Passing out on the sofa…
The sofa.
She lurched upright, only that second realising that she was on the very same sofa that she had crashed out on after dinner. Her head swam with the sudden movement, feeling very much like it was still attached to the nautical-striped cushion.
She blinked, squinting in the morning light. Low sunshine streamed in through the wide window before her and she got shakily to her feet. Her head was clearing with every passing second, but she still felt disjointed and strange, disconnected somehow, much like the physical feeling of recovering from flu.
“Hey. You’re up. I expect you could manage a coffee.”
She jumped, spinning around on the spot at the sound of Ethan’s voice.
“I’m so sorry,” she said, the words as instinctive as breathing.
She looked down at her bare feet in shame, then gasped in further humiliation. Her black dress was rucked up around her waist, revealing her plain black knickers and a good portion of her lower stomach.
“Shit,” she gasped under her breath, yanking down the hem of her dress to her knees where it belonged.
Oh wow. Now that is embarrassing.
“I’m sorry,” she mumbled once more, feeling the heat radiating from her cheeks. “Where’s your bathroom, if you don’t mind?”
She couldn’t bring herself to meet his gaze when he replied:
“First door on your left up the stairs.”
“Thank,” she mumbled, hurrying over to the open door opposite the kitchen area that Ethan had just emerged through.
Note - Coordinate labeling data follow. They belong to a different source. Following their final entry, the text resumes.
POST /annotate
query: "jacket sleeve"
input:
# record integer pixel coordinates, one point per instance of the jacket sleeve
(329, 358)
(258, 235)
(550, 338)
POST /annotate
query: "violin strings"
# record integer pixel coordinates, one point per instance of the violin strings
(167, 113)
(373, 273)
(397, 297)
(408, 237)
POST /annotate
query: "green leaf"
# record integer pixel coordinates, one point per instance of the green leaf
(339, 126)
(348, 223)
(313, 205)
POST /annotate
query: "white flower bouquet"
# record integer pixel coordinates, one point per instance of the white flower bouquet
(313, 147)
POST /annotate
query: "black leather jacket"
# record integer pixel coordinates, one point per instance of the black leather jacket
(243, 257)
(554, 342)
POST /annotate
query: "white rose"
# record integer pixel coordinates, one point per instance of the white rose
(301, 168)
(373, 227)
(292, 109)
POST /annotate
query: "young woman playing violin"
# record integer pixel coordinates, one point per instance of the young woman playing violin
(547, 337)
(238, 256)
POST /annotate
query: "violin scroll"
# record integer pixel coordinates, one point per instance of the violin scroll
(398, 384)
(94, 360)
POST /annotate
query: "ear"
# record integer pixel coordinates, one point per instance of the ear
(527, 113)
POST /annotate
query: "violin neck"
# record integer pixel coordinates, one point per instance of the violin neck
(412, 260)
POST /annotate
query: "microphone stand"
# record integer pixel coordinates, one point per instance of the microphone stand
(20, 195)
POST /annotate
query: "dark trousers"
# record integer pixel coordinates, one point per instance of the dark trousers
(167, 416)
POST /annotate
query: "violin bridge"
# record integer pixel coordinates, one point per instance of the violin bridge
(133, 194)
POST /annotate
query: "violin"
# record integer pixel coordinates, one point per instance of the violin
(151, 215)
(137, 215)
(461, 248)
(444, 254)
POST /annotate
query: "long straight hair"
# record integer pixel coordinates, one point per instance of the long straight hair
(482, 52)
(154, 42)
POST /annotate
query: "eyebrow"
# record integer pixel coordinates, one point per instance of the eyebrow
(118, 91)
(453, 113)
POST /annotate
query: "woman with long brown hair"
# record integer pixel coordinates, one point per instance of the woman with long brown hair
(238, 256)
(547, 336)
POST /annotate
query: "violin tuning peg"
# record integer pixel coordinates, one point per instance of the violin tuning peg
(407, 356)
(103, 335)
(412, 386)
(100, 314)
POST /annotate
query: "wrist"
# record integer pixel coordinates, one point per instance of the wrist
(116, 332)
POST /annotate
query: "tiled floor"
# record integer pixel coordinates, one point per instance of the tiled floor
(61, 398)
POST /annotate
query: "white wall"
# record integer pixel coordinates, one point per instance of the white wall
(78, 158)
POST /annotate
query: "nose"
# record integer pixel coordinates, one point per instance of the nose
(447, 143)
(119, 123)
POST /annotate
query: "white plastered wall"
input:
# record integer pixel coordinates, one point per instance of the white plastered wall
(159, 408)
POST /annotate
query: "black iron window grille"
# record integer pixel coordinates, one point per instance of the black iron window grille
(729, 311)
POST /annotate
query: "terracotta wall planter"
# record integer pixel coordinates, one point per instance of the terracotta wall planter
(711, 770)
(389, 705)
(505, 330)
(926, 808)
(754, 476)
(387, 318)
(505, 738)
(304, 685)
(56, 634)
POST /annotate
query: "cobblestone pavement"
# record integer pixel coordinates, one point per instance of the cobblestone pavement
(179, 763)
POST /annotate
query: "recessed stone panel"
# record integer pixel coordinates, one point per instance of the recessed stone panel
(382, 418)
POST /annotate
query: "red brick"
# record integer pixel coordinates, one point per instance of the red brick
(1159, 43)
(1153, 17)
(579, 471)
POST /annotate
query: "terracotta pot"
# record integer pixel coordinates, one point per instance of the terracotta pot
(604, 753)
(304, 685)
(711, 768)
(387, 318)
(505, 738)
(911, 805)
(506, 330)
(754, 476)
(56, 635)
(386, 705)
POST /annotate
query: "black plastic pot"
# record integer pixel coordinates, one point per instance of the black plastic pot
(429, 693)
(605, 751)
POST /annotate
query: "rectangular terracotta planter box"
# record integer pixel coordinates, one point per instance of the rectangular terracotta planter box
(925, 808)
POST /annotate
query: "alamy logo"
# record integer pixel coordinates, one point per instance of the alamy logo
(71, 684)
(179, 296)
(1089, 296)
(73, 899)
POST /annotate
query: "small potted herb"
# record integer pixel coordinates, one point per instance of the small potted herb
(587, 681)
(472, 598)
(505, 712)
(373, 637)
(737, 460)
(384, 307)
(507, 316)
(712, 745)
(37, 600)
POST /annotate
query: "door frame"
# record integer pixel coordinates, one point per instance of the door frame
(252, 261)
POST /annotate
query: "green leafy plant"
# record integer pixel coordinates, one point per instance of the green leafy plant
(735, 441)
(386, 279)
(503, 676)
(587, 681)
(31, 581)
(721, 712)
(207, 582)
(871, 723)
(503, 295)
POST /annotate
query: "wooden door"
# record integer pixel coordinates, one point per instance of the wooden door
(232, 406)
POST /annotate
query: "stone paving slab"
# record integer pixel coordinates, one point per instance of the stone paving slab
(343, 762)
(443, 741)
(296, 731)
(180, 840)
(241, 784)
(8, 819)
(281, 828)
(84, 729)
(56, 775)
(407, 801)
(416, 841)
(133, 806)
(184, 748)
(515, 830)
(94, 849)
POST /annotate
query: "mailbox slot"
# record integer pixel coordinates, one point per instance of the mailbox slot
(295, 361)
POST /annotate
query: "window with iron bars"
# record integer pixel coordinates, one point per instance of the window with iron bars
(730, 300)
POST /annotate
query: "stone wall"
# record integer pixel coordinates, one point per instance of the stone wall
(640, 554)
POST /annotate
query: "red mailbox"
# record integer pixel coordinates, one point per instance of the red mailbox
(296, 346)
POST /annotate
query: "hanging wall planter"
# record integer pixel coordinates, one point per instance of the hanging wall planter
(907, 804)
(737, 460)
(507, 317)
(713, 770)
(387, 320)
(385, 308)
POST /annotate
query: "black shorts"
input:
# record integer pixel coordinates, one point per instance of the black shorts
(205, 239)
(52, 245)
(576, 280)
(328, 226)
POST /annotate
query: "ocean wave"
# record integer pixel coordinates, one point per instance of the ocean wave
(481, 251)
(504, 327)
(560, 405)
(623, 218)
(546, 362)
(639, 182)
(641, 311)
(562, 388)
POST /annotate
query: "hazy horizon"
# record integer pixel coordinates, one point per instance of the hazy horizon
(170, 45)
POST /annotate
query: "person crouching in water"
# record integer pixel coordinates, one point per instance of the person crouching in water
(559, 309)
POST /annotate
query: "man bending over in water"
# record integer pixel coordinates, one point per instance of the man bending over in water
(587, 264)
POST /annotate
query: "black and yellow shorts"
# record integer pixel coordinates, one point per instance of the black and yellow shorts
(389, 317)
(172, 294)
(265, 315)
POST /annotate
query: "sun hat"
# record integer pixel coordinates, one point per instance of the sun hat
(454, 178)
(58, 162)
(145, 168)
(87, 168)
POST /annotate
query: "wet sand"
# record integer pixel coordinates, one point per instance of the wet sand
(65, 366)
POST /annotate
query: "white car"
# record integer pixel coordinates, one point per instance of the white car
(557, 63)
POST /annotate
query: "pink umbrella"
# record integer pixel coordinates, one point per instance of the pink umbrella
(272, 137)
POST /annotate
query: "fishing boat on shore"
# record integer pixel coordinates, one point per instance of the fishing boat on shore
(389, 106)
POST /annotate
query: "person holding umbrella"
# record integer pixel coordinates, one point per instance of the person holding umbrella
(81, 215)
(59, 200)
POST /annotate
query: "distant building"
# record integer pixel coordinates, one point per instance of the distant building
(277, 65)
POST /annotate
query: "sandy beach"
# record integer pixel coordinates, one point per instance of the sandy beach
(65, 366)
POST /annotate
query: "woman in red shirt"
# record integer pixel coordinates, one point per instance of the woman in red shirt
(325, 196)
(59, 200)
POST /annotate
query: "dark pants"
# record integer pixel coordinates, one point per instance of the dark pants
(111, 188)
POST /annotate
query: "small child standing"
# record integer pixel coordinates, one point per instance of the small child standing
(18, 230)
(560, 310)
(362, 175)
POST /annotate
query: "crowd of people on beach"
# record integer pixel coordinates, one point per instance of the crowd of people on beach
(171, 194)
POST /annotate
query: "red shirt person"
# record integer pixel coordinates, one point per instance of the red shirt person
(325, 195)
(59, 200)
Cassie was so distraught she barely took in her surroundings up on the small landing. It didn’t even occur to her to snoop around, so absolute was her humiliation. Instead, she threw herself through the first door she came to, pleased to find that it was, indeed, the bathroom.
Shakily, she pulled down her knickers and sat on the toilet, relief coursing through her as she expelled urine from her body in an almighty rush, it only then occurring to her that she hadn’t peed for well over twelve hours. That dealt with, she went to wash her hands in the modern, marble sink, nearly too scared to observe the wreckage that would be her face.